I open Linear and create a task: "Build failed-charge recovery workflow." I schedule it for next week. For now, I add Jerry to a manual outreach list.
2:08 PM - Customer Escalation and a Manual Email
I open my normal customer support inbox. There's an email from Robert Chen at Chen and Associates, an IT MSP in Seattle. He's got a question about integration with his billing system. He's trying to sync renewal data with his Quickbooks, and he says our API documentation is unclear on authentication.
This is the kind of thing the chatbot could handle in a templated way. But Robert's been a customer for eight months, he's a good fit, and he's asking a technical question that means he's trying to build something on top of the product. That's a power user. I don't want to lose that.
I write him a direct email. I walk through the OAuth flow step by step, I offer a 15-minute Zoom call if he gets stuck, and I mention that we're planning a Quickbooks native integration for next quarter. The tone is different than the cold email tone. This is a customer I already have. He gets the real me.
I send it. I could have templated this. I chose not to.
4:15 PM - A Small Bug and a Task Completed
I notice something while reviewing the dashboard. When a customer updates their renewal cycle from annual to semi-annual, the system is calculating the next renewal date incorrectly. It's adding six months to today instead of six months to their original contract anniversary date. I find the bug in the code. It's in the renewal-date calculator function. A simple logic error. Five minutes to fix. I push the fix to production.
I check the customer list affected by this. Seven customers. I manually update their renewal dates in the admin panel to correct them. I make a note to send them an email explaining what happened and that their data is now accurate. That's another 20 minutes.

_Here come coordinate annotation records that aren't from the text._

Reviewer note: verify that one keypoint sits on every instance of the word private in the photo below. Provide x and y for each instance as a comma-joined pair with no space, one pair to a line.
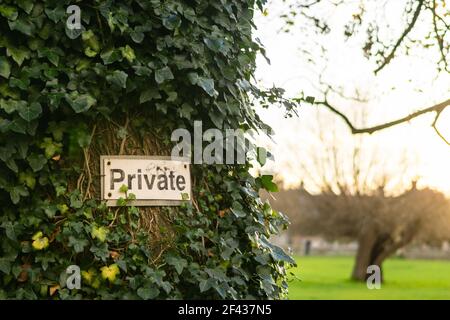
159,181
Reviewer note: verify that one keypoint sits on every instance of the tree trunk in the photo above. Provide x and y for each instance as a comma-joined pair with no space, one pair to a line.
363,259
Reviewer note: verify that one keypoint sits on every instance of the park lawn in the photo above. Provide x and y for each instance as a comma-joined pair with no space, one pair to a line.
328,278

Around 4:30 PM, I get a Slack notification that Marsha Wilson at Wilson Plumbing Supply just converted in her demo. She's the fourth close of this week. That's on pace for the month. I update her in our internal customer database and flag her as a high-probability referral source - she's active in the regional plumbing association. Those kinds of connections matter.
5:30 PM - Pipeline and Reflection
I pull up the pipeline view. Twenty-three demos scheduled for this month so far. That's tracking to my 25-demo target. Seven of them are already booked for next week based on the outbound emails that converted. Three of those have strong signals. One of them is a bigger HVAC franchise with five locations. If that closes, it's a $495-a-month contract.
I close the admin panel. Open the Stripe dashboard one more time. Watch the real-time revenue ticker. In the time I've been working today, two more charges cleared. Revenue for today: $2,847. That feels good on a Tuesday.
I think about the day. I approved emails I didn't write. I fixed a conflict that the system created. I wrote one email that only I could write. I fixed a bug. I recovered a customer relationship. I handled one piece of churn by understanding why it happened.
The AI agent is doing work I couldn't do alone. But the business lives or dies on the decisions I make with that work. The best-written email still needs human judgment about when to send it. The most sophisticated automation still needs context.
It's 5:47 PM. I close the laptop. The business doesn't run without me pushing buttons and making calls, but it also doesn't run if I have to write every email or calculate every renewal date by hand. That's the trade. That's why the product is worth the $99 a month to the HVAC shops that buy it, and why it's worth the effort I'm putting in right now.